Tinseng and Yukying exchanged a glance, then rushed down to the lobby. The clerk behind the desk handed Yukying an envelope. They walked a few steps away before Yukying pried it open. Inside was a single sheet of paper. She read it, then handed it to Tinseng.

It was blank except for two short lines of writing: an address, a note, and a time. The address was not in Paris; the name of the town sounded vaguely familiar to Tinseng, clicking in place when he remembered seeing it in a file at Julian’s. It was Grodescu’s home in the country. Next to the address was written, “Two lions mark the entrance. Wait in the WC attached to the study on the third floor.” The time was 8:00 p.m. the following evening.

“What happens tomorrow evening?” Chiboon asked when they brought the note upstairs.

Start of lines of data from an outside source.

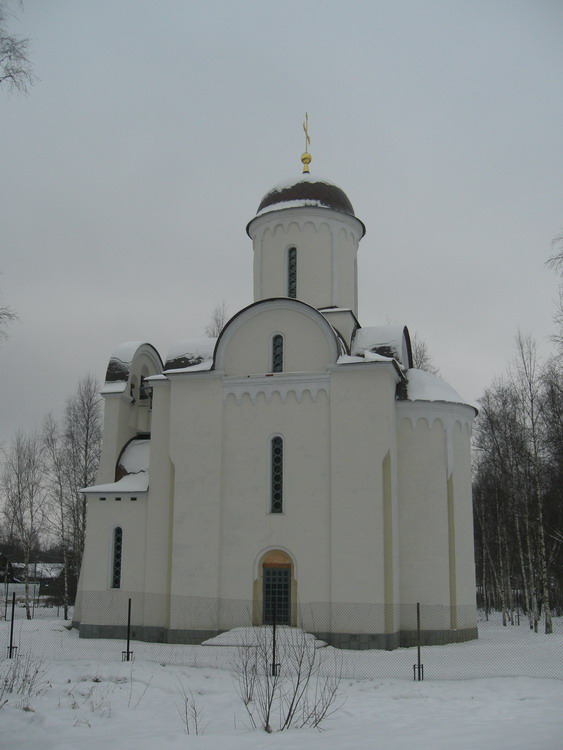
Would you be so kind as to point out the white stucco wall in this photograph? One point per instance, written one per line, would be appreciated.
(326, 242)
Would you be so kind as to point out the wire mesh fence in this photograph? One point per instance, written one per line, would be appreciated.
(497, 651)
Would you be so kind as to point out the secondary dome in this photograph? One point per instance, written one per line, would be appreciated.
(305, 191)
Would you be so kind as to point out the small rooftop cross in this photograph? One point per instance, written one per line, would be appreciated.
(306, 157)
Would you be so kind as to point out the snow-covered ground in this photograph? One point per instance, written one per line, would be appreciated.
(511, 697)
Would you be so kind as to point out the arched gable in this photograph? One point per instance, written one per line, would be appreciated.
(247, 343)
(129, 365)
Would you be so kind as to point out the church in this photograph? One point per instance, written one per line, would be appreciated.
(296, 469)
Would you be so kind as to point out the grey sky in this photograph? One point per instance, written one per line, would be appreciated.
(130, 171)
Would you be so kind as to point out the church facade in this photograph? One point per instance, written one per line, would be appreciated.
(297, 468)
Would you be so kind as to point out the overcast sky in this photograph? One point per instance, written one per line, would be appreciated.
(130, 171)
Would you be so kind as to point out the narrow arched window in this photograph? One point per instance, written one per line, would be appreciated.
(277, 353)
(292, 272)
(117, 554)
(276, 502)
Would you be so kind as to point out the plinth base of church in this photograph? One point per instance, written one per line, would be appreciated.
(350, 641)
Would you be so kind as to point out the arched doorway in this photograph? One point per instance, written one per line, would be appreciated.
(275, 590)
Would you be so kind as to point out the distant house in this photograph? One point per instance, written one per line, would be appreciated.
(6, 570)
(297, 468)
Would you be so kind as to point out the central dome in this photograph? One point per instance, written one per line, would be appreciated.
(306, 191)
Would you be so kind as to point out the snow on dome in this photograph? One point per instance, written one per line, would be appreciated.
(305, 191)
(423, 386)
(388, 341)
(191, 353)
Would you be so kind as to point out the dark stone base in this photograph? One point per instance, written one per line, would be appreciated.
(357, 642)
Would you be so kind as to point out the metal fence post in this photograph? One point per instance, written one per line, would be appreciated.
(127, 655)
(11, 648)
(418, 668)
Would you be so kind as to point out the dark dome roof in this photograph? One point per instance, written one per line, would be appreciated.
(306, 191)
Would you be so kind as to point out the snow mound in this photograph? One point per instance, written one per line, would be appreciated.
(262, 635)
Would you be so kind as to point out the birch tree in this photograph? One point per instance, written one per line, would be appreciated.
(82, 440)
(23, 488)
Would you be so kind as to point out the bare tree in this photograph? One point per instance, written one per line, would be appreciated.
(7, 316)
(421, 357)
(217, 322)
(15, 66)
(22, 484)
(528, 383)
(82, 440)
(59, 500)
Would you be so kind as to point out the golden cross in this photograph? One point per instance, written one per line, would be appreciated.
(306, 129)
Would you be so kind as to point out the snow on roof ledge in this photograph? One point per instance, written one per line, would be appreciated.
(390, 341)
(189, 354)
(134, 462)
(423, 386)
(128, 485)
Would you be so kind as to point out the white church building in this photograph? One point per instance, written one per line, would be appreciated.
(296, 468)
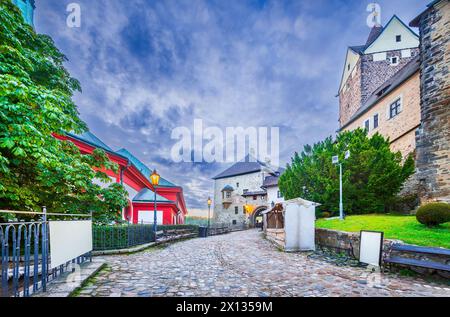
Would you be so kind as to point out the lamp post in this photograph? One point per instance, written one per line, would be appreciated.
(155, 182)
(209, 212)
(341, 203)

Tinseng handed him the paper. “We’ll find out, won’t we?” he grinned, feeling no humor at all.

Tinseng left the others to rest. A few hours of uninterrupted rest had reset him. Re-energized, he returned to Julian’s apartment in search of the quietest piece he could find. He chose a Browning 1910 pocket auto slide combined with a 1922 .32 barrel. It was about as untraceable as a gun could get; thousands of 1922 Brownings had been manufactured by the Belgians while under German occupation, and thousands of 1910 models still floated around the market. To the barrel he attached a Maxim Silencer, modified from a silencer made for small-caliber hunting rifles. With hunting rifles still legal in several European countries, parts like a silencer were easy to buy without raising suspicion; naturally, a hunter would want their gun to be quiet. If one knew what they were doing, modifying the silencer to fit a Browning was no work at all. This specific make of slide, barrel, and silencer was known to both Jules and Tinseng as the type preferred by Belgian assassins. Tinseng didn’t ask why Julian had it. He just hoped it hadn’t been used for too many murders. It might be a fool’s errand, but he was trying to make it as hard for the police as possible.

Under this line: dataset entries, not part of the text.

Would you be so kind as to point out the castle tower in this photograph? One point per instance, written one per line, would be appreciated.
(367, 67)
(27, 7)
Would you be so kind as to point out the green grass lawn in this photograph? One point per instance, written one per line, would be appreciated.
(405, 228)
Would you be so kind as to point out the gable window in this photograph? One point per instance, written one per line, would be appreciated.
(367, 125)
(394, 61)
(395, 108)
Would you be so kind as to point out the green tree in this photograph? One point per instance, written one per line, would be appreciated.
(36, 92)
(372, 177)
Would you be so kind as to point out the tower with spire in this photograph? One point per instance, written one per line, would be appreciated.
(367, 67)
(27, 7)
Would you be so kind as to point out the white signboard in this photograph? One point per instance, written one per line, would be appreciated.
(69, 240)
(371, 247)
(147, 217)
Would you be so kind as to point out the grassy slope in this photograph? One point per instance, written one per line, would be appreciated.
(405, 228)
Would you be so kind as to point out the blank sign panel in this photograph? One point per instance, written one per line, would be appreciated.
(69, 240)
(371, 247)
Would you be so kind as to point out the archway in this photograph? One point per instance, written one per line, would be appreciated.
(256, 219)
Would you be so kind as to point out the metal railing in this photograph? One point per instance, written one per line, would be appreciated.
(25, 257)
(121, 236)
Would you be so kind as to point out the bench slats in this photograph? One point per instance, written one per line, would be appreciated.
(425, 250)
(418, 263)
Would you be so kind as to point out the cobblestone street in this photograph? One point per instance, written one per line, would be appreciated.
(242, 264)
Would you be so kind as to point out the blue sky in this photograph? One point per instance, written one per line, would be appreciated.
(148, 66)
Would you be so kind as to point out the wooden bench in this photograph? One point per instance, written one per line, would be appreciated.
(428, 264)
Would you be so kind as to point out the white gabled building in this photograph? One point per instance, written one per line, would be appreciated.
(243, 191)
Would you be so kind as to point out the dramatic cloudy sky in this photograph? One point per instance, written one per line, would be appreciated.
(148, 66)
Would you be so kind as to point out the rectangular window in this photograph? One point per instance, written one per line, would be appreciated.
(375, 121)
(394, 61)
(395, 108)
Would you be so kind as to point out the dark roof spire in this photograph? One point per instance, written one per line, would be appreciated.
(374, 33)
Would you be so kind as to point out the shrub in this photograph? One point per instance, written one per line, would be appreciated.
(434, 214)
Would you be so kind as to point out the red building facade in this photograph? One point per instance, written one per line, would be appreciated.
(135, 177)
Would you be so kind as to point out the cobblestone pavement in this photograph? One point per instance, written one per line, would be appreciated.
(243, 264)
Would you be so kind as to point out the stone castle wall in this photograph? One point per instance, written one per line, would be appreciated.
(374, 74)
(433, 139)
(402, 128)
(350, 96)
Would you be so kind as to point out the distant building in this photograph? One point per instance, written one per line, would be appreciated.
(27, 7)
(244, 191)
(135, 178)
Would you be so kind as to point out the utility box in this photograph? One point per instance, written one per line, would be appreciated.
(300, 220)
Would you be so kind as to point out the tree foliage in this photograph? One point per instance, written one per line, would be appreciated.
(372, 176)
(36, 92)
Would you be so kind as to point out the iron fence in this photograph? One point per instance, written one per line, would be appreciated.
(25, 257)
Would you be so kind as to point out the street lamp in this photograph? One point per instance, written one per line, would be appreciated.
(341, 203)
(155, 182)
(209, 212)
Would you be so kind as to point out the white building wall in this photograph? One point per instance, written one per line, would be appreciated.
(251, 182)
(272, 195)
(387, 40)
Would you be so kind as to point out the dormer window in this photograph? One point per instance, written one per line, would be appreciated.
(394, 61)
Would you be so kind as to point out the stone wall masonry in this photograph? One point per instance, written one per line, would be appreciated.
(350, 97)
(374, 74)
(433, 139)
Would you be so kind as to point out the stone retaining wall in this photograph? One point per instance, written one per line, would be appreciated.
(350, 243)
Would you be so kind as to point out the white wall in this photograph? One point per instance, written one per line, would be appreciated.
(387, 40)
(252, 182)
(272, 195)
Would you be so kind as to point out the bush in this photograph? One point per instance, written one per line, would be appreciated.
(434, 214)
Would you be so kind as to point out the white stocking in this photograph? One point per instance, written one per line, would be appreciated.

They were so close now. Thanks to Marissa Grodescu’s help, he wouldn’t have to run around the city bribing information out of contacts or try to track down where Grodescu was staying. Yingtu—Laurence and Cheuk-Kwan wondered if it was a trap, of course, but Yukying seemed certain Marissa had no love for her husband, and Tinseng had heard the woman’s voice; if she’d been lying, she was a better actress than Lin Dai. Besides, Tinseng had another theory after listening to Yukying’s description of the woman: Perhaps she finally saw a way out. By setting Tinseng on a path leading directly to her husband, she ensured a confrontation. What better way to kill your husband than to let someone else do it for you?

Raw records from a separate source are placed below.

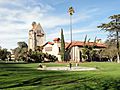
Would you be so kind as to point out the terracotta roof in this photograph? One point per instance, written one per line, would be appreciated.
(50, 43)
(56, 39)
(81, 44)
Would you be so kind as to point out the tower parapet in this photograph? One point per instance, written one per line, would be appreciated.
(36, 36)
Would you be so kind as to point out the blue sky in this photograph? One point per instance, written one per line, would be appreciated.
(16, 17)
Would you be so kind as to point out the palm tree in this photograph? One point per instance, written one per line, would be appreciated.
(114, 27)
(71, 11)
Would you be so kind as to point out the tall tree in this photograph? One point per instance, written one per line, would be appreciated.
(62, 46)
(114, 27)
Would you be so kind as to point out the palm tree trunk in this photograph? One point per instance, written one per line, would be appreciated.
(118, 54)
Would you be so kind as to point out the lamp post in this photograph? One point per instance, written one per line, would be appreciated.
(71, 11)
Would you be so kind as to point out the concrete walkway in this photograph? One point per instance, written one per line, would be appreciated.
(68, 68)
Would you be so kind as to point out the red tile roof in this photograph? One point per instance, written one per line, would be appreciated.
(81, 44)
(56, 39)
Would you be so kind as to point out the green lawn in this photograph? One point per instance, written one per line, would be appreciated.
(27, 77)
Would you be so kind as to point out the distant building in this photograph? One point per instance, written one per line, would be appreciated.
(53, 48)
(73, 51)
(36, 36)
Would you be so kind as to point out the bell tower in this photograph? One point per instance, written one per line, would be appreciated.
(36, 36)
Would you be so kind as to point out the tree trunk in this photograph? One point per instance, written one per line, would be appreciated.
(118, 54)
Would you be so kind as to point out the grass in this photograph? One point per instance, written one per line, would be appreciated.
(26, 77)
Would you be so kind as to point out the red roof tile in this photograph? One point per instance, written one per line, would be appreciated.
(81, 44)
(56, 39)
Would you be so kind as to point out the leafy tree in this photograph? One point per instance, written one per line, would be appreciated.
(4, 53)
(110, 50)
(114, 28)
(21, 51)
(62, 46)
(22, 44)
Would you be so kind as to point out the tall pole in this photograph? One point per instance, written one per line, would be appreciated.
(71, 27)
(71, 11)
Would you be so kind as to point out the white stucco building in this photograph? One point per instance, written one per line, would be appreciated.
(36, 36)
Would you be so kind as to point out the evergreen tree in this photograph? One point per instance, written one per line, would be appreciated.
(62, 46)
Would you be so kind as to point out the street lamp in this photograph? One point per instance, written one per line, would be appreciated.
(71, 11)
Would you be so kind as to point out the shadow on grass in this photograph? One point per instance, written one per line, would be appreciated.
(21, 75)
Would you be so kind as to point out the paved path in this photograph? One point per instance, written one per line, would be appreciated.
(68, 68)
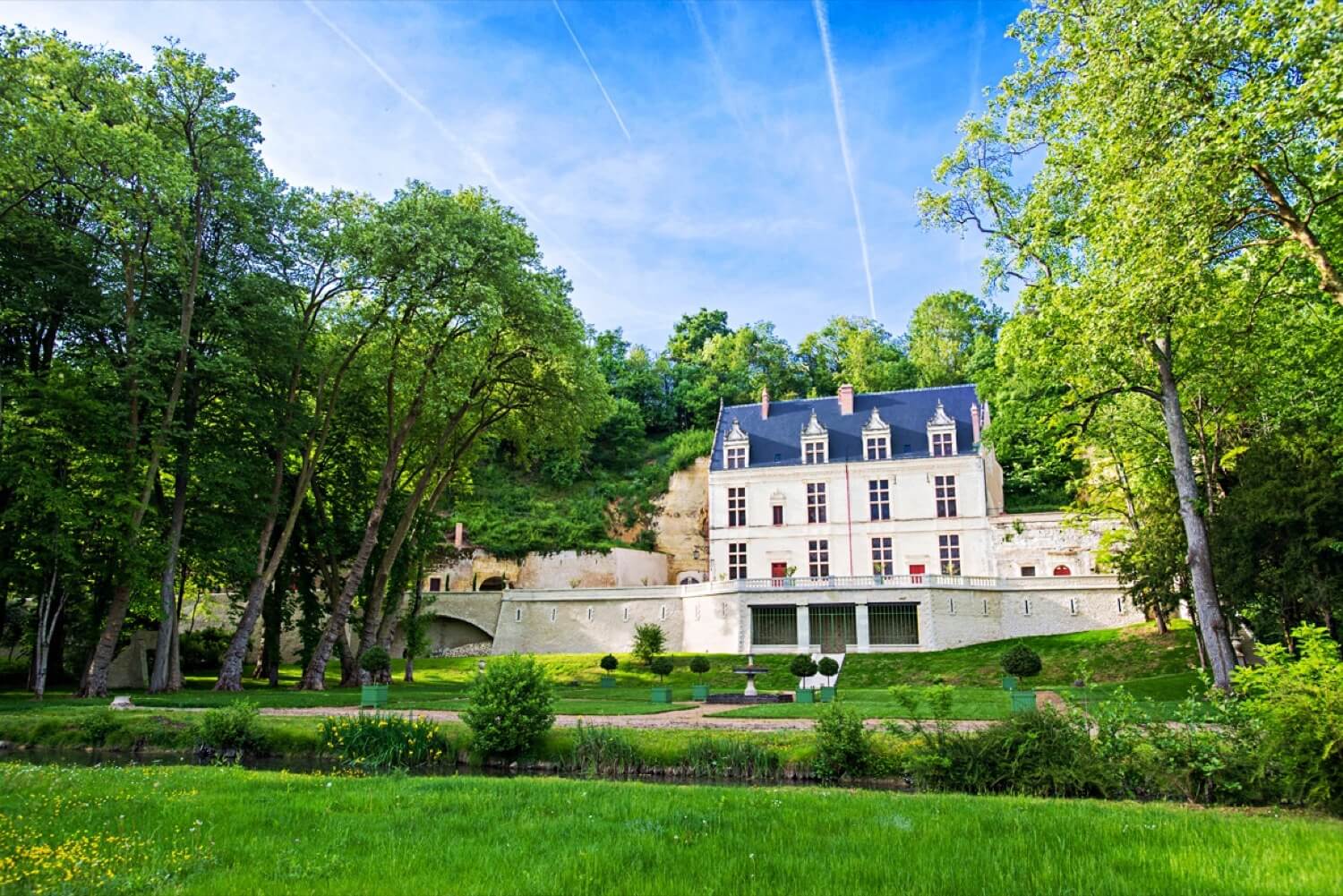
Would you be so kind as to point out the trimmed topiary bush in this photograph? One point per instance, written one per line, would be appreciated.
(512, 705)
(803, 667)
(1021, 661)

He might be wrong. If he wasn’t, he was quietly impressed. He couldn’t even resent the manipulation, since it suited both their needs. Anyway, she wasn’t the one who deserved any of his anger.

When he returned, everyone had rearranged: Jinzhao on the couch, Yukying and Laurence sleeping on the bed, Cheuk-Kwan asleep on the floor next to Yukying’s side of the bed. There was at least one other suite in Laurence’s name, but no one seemed interested in leaving one another’s sight. Tinseng was grateful; the same fear had him triple-checking the lock. Chiboon was the only one still awake at this early hour. He sat on the floor next to the couch, legs stretched under the coffee table, sketching in his journal. Tinseng peered over his shoulder to find the page littered with quick impressions: Tinseng raising an eyebrow, Laurence in profile, an unknown pair of hands gesturing. Chiboon’s pencil hovered above a half-finished sketch of Jinzhao sleeping.

“How is it you’re so talented,” Tinseng asked as he sat at the table next to his friend, pouring himself wine, “yet you ran out three—no, four—art tutors?”

“Ah, I’m unappreciated.” Chiboon nudged his journal over to Tinseng. For a few minutes, Tinseng flipped through it and asked questions, and Chiboon answered, and they pretended to forget together. It ended when Tinseng flipped back to find a full page of Yukying laughing in their cabana on Tamariz Beach.